Requirements

Functional Requirements:

Primary

  • Users can create accounts and log in.
  • Users can send and receive messages within their groups
  • Users can send media within their messages
  • Users can set what their group is currently watching
  • Users can create a new group with people that want to watch similar things
  • Users can invite friends to the group that they create via invite links
  • Users can edit their group’s watch schedule

Secondary

  • Users are blocked from posting until they acknowledge a spoiler warning and are caught up.
  • Users can add other friends as users on the platform
  • Users can have a profile that includes a watchlist, a bio, their friends, and a list of things they want to watch
  • Users can browse and find open groups to join that are already watching something
  • Users are suggested existing groups to join based on similar interests
  • Users can open and close their groups to new members
  • Users can change the watch schedule with a calendar
  • Users can report other users who are violating platform rules.
  • Users can vote within their groups in polls to make group changes, such as kicking a member, changing the watch schedule, and closing or opening the group to new members

Technical Requirements

Primary

  • Web application with cross-platform support
  • Use a set of TV shows and provide the user with basic information about them
  • Frontend should be modular to make it easily extensible
  • Application should work with the Stream API to abstract away messaging functionality
  • Backend will need to be able to create groups based on matching users that are looking for a new group and want to watch similar things
  • Frontend should do enough work to minimize the number of backend endpoints, and the backend should do any work that needs direct access to our data

Secondary

  • Integrate with existing APIs (like IMDB’s) to keep track of the most popular shows and their information, removing the necessity of manual curation
  • Use a more complicated matching algorithm based on things that have been previously watched
  • Determine the open groups that are the best fit for each user to recommend them

Usability Requirements

Primary

  • Flow of screens is intuitive
  • Buttons and text are readable and clickable
  • The system will function regardless of browser and require no installation
  • Users can search for TV shows when selecting them as something they want to watch

Secondary

  • Users can select their watch schedule with an intuitive calendar
  • Users can use the app in a discussion soon after joining the app
  • The design is responsive and visually appealing
  • Users can easily tell a group from the sidebar from an image identifier

Storyboard

Flow One:

TV Show Watcher wants new friends to watch a show with.

Flow Two:

Group sets consistent watch schedule, avoids spoilers on episode watch milestones, and adjusts the watch schedule under consensus when they can’t make a milestone.

Flow1 Flow2

Architectural Design

The design of our system can be broken into four subcomponents: the React frontend, the NodeJS and Express backend web server, our MongoDB database, and the messaging technology. We chose React for our frontend to make our design work easier, since our website is simple with key components that get updated with new information over time. React is a great way to model the flow of this information, and it is a language that everyone in our group has experience with. We chose NodeJS for our backend due to familiarity with it, as well as simplifying our code base to be majority JavaScript. Also, its integration with MongoDB is notably simple, which is important since MongoDB’s use of NoSQL allows the database to support arrays in table entries. This along with simple interaction with Express on our backend helps streamline our technical stack.

Design

This model relates each of these four pieces of our system. At the core of our application is the ability to communicate to others, and this messaging is abstracted away by Stream. Because it stores all of the data relating to messaging, the frontend components interact directly with Stream and do not need to pass through the backend when sending and receiving messages. However, we need the frontend to authenticate with Stream as a specific user, which requires a user token. This will be stored within our own database and provided to the frontend when a user logs in and is authenticated with our system, allowing them to begin messaging. We also need the functionality for a user to put in a request for a new group, creating what we call a “pending request”. Once enough pending requests are made to form a new group, we will create a new group with those members assigned on the backend. Additionally, we want to keep track of groups to store some additional information beyond what is stored by Stream, such as the current show being watched, so we integrated this into the model. We also want to curate the list of shows to begin with, so we plan to have a table that keeps track of those and an endpoint to fetch those when a user is browsing.

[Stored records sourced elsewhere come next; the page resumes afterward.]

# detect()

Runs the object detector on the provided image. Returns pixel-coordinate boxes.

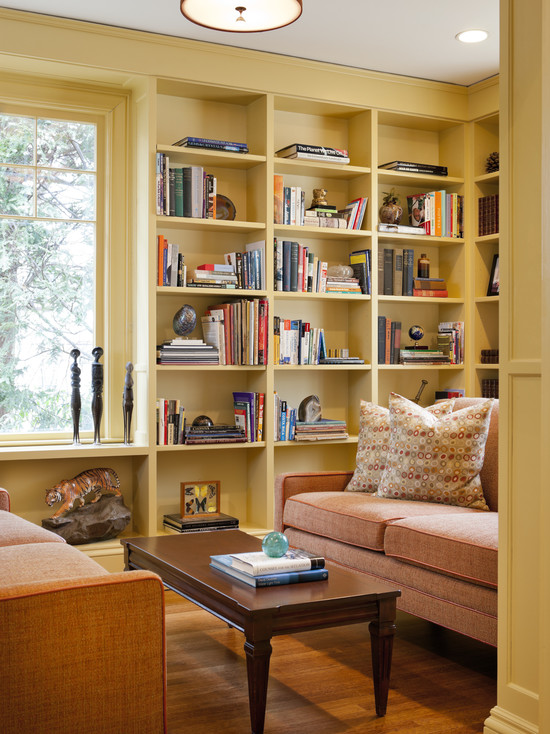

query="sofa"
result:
[275,398,499,646]
[0,489,166,734]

How does this enable our storyboard and requirements?

The architecture of the web application is designed to fulfill the primary functional, technical, and usability requirements we set forth. The four subcomponents come together to create a web application that is easy to use and provides numerous functionalities to our users.

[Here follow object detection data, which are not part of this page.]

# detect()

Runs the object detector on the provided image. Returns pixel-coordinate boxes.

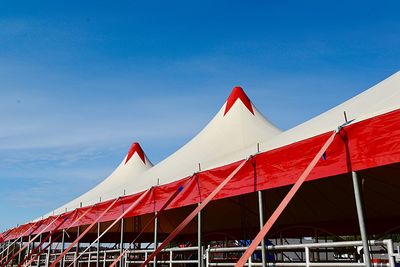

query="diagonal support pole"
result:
[140,158,250,267]
[235,131,337,267]
[18,206,93,267]
[68,187,153,267]
[24,232,62,267]
[0,221,42,262]
[50,198,119,267]
[110,175,195,267]
[1,215,61,267]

Johnny, the main character in both our storyboards, can sign up as a user on our application. He can use any device and browser to sign up or access his account. Here, he can create a watch party request by specifying his preference of TV Show(s) and cadence of watching. The application will soon group him with users of similar preference where they can discuss, decide, and set a TV show based on consensus. Watching and discussing shows over time by the episode on a specific schedule will help him foster friendships with other users. The group can also set a new show and cadence they’re watching if they decide to. Johnny can also invite his friends to a watch group. The classmates can’t edit the schedule because of an upcoming deadline as the schedule change voting system was our secondary target, so our current architecture fulfills our priority of forming matched watch groups for discussions. Johnny and his classmates can grow their friendship by discussing their favorite shows on a fixed schedule using chat and media through the web application.